China US Photo:VCG
Chinese enterprises' willingness to invest in the US has contracted, as a new survey released by the China General Chamber of Commerce (CGCC) in the US showed that over 60 percent of the surveyed companies reported a deteriorating business and investment environment in the US.
Observers blasted the US' intensifying crackdown targeting Chinese companies and "decoupling" push against China, which have harmed previously close China-US economic and trade cooperation.

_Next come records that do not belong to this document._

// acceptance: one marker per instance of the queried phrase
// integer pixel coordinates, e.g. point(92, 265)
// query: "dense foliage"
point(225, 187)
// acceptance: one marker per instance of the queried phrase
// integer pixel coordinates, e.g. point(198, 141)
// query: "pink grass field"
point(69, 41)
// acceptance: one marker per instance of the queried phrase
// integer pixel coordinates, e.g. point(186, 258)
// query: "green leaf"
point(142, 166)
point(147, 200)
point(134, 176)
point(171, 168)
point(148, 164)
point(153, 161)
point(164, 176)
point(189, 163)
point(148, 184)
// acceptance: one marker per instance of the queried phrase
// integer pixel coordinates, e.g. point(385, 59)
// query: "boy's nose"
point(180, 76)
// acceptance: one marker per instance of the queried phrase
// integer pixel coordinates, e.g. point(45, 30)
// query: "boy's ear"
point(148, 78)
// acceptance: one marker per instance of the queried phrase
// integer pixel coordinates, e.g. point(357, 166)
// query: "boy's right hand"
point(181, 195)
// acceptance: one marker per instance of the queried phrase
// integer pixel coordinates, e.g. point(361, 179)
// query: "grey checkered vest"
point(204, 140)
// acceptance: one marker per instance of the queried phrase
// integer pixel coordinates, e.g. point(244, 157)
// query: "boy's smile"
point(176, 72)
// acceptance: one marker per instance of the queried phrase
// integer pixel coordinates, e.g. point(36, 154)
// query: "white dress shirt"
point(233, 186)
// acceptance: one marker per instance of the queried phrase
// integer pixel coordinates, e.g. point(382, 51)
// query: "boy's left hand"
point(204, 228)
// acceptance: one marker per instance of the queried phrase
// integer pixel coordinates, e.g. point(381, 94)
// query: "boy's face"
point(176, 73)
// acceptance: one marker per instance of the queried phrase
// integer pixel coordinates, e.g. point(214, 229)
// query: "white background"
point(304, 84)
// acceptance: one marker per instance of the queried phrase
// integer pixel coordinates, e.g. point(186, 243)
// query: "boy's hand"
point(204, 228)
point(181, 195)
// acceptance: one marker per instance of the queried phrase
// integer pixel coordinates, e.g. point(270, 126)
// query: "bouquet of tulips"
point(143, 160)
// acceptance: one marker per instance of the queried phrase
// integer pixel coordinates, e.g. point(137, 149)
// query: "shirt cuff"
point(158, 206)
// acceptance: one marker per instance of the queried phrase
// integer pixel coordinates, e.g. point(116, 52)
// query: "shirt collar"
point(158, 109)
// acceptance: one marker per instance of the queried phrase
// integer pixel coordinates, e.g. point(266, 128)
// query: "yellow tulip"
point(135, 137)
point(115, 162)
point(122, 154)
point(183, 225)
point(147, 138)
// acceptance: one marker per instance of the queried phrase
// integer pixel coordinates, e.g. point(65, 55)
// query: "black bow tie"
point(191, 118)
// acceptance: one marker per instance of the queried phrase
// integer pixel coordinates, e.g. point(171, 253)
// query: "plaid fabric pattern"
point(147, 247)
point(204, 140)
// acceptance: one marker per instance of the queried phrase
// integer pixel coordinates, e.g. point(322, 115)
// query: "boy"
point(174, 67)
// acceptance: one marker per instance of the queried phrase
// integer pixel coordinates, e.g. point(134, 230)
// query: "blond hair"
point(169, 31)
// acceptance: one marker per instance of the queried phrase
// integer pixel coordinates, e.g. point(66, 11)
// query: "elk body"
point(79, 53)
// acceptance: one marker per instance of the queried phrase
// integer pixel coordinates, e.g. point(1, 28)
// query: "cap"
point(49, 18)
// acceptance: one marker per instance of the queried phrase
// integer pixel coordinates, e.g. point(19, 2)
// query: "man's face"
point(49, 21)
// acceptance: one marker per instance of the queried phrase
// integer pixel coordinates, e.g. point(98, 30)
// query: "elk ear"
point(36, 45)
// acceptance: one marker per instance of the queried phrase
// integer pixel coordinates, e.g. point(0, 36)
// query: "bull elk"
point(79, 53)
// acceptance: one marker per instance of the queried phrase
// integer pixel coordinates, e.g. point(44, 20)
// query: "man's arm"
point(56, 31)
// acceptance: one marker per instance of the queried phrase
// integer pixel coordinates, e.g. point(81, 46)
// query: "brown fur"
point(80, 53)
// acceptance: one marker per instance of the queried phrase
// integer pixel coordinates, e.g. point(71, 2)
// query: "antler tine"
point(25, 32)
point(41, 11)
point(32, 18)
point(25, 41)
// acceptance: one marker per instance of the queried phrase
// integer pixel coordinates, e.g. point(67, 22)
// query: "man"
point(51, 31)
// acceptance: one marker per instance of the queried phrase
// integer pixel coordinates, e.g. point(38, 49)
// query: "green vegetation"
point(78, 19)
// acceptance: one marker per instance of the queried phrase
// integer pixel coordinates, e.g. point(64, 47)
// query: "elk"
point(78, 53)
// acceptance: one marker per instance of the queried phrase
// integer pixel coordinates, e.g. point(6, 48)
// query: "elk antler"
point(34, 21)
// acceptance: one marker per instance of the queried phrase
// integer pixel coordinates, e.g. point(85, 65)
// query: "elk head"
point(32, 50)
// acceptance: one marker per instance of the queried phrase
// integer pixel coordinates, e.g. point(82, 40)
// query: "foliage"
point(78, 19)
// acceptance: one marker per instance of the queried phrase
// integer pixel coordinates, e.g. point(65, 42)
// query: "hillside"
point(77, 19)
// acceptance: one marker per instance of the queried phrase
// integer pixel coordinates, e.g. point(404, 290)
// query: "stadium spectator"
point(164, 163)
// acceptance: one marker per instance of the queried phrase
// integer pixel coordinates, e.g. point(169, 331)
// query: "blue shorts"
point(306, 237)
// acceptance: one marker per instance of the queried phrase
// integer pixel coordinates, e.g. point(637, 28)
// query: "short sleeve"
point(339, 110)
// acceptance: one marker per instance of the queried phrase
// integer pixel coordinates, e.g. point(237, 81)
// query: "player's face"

They said this will draw backlash against the US economy, especially with the loss of jobs and opportunities brought by China's development.

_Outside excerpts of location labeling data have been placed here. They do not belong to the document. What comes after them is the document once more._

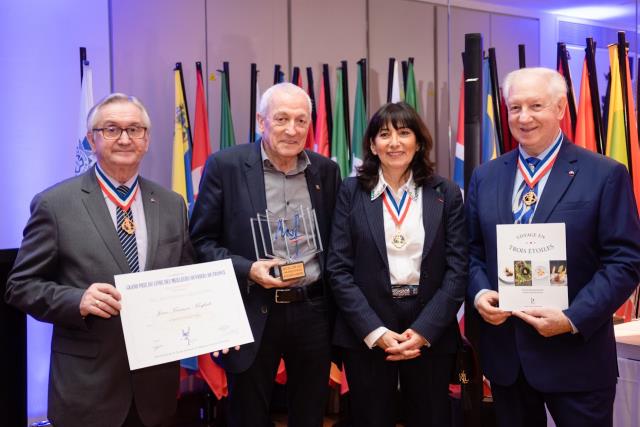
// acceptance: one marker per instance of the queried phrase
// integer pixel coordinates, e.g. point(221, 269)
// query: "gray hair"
point(114, 98)
point(289, 88)
point(556, 85)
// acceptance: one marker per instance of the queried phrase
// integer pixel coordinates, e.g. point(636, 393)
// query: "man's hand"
point(547, 321)
point(407, 348)
point(259, 273)
point(487, 306)
point(100, 299)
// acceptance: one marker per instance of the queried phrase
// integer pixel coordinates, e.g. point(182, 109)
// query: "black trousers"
point(300, 334)
point(424, 383)
point(520, 405)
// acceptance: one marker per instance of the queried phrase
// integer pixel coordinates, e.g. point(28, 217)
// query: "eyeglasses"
point(114, 132)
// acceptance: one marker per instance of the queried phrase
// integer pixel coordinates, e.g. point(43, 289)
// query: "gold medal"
point(529, 198)
point(398, 240)
point(128, 226)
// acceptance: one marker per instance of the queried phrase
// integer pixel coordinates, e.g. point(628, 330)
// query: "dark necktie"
point(127, 239)
point(523, 211)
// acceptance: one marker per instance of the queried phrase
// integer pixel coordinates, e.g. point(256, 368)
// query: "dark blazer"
point(359, 270)
point(69, 243)
point(592, 195)
point(231, 193)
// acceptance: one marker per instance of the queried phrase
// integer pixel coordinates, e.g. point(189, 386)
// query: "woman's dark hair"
point(399, 115)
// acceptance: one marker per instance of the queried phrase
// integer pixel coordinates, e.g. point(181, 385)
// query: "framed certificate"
point(532, 266)
point(180, 312)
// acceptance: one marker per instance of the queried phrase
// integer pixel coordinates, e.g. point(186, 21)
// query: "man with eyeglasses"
point(82, 232)
point(289, 319)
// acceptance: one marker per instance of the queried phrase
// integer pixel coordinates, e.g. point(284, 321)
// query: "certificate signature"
point(181, 312)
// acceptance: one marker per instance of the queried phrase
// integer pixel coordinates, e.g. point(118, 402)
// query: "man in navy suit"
point(289, 319)
point(565, 359)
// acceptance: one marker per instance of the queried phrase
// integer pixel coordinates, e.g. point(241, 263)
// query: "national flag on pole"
point(339, 149)
point(359, 120)
point(227, 134)
point(585, 128)
point(181, 164)
point(85, 158)
point(322, 136)
point(458, 163)
point(411, 95)
point(201, 142)
point(489, 140)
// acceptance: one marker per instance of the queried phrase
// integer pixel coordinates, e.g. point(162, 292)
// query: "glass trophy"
point(293, 240)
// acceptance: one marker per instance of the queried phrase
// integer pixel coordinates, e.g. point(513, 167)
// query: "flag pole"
point(252, 103)
point(312, 95)
point(495, 98)
point(521, 56)
point(327, 98)
point(392, 62)
point(595, 95)
point(83, 58)
point(622, 63)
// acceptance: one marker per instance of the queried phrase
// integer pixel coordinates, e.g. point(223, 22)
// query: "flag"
point(339, 149)
point(85, 157)
point(458, 164)
point(489, 140)
point(585, 128)
point(566, 124)
point(396, 95)
point(181, 164)
point(201, 144)
point(322, 129)
point(411, 96)
point(227, 135)
point(359, 121)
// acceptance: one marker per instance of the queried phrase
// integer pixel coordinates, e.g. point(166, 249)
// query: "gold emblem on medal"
point(128, 226)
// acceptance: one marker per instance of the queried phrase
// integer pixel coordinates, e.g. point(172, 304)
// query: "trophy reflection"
point(292, 239)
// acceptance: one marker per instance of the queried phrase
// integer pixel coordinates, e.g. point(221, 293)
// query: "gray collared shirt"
point(286, 193)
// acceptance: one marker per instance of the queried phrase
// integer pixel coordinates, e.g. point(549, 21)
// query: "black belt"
point(299, 293)
point(404, 291)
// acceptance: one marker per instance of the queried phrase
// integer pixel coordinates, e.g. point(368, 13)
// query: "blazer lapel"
point(432, 205)
point(562, 174)
point(93, 200)
point(375, 218)
point(506, 178)
point(152, 220)
point(255, 179)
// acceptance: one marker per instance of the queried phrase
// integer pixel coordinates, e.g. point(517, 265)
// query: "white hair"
point(556, 85)
point(289, 88)
point(114, 98)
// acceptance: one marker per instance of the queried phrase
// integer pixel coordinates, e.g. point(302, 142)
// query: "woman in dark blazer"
point(398, 269)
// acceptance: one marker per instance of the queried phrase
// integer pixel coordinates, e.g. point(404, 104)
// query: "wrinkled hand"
point(547, 321)
point(100, 299)
point(407, 348)
point(259, 273)
point(224, 351)
point(487, 306)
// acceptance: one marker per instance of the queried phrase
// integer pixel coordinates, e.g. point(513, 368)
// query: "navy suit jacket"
point(359, 270)
point(592, 195)
point(231, 193)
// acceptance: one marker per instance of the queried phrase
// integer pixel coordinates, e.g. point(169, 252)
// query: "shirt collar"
point(409, 187)
point(545, 152)
point(301, 164)
point(115, 182)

Over 60 percent of the surveyed Chinese companies reported a deteriorating business and investment environment in the US, according to an Annual Business Survey on Chinese Enterprises in the US the CGCC sent to the Global Times on Wednesday.
The ongoing expansion of sanctions lists for enterprises and more frequent industrial investigations and import policy adjustments have led companies facing significant changes in the business environment they operate within, it said.

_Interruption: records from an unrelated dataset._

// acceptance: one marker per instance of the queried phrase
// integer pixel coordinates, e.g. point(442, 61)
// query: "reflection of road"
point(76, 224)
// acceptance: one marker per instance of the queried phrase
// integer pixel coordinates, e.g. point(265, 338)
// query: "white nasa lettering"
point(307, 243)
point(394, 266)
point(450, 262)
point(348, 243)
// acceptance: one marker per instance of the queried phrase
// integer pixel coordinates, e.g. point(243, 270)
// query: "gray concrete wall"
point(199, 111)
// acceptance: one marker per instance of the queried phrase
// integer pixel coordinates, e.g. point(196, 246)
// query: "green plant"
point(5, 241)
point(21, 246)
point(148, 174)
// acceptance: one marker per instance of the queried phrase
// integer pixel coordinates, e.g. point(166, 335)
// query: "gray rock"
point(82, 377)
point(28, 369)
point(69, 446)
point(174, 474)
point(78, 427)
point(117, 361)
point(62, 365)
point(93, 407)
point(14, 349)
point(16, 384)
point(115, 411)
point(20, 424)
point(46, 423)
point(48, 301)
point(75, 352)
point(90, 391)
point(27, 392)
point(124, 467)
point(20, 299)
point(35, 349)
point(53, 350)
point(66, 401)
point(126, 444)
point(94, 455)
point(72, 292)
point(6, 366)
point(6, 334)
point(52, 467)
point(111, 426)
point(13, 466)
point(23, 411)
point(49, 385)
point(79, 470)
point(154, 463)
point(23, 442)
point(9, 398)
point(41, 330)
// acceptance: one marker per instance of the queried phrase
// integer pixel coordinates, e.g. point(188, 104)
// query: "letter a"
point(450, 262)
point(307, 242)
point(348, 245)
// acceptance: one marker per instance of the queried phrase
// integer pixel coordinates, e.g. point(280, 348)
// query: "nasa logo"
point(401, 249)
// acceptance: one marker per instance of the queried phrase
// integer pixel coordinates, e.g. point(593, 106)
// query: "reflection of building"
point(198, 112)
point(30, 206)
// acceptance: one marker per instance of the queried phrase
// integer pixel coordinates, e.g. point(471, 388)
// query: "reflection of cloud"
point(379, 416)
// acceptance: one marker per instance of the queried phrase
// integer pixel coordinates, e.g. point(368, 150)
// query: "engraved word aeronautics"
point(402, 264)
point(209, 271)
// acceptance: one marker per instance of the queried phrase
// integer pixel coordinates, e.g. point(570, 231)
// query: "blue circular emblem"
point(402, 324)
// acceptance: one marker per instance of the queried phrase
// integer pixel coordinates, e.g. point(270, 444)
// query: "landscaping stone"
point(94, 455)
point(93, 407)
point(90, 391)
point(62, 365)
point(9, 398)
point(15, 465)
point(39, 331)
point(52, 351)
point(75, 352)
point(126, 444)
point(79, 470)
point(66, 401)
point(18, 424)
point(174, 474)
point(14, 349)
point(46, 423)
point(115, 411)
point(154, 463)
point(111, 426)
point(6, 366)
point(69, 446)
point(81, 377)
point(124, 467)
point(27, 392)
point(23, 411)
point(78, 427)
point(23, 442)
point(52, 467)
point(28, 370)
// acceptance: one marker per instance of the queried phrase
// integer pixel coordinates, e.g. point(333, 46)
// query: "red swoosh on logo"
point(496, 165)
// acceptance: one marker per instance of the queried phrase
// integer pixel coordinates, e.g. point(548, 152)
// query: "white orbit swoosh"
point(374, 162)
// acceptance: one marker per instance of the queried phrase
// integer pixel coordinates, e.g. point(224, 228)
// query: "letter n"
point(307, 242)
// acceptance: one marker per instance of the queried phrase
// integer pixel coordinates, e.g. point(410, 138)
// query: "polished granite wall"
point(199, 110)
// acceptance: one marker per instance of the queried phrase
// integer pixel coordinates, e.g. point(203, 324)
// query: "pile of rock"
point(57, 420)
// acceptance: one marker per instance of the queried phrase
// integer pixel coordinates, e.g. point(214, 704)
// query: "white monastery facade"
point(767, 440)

The profit margin distribution showed a significant decline, reminiscent of the early pandemic period in 2020. Notably, there was an increase in the number of companies experiencing a decline in profit margins over recent years.
"The survey effectively shows the reality of Chinese companies' investment in the US, as the US' domestic political and business climate has deteriorated amid the US government's crackdown on and restrictions of Chinese companies," He Weiwen, a senior fellow from the Center for China and Globalization, told the Global Times on Wednesday.
The US will likely maintain high pressure on Chinese companies and their investments in the US, He said, calling for Chinese companies to appeal to local legislative bodies in the US while urging the federal government to correct their mistakes.
Bilateral trade between China and the US showed notable growth in May compared with the overall trend recorded in 2023, underscoring the still significant potential for economic and trade cooperation between the world's two largest economies, He said.
He said the two countries should strengthen cooperation between enterprises and local governments to stabilize the overall China-US economic and trade ties.
In a recent development, the Biden administration is reportedly investigating China Mobile, China Telecom and China Unicom over concerns that the three firms could exploit access to American data through their US cloud and internet businesses by providing it to Beijing.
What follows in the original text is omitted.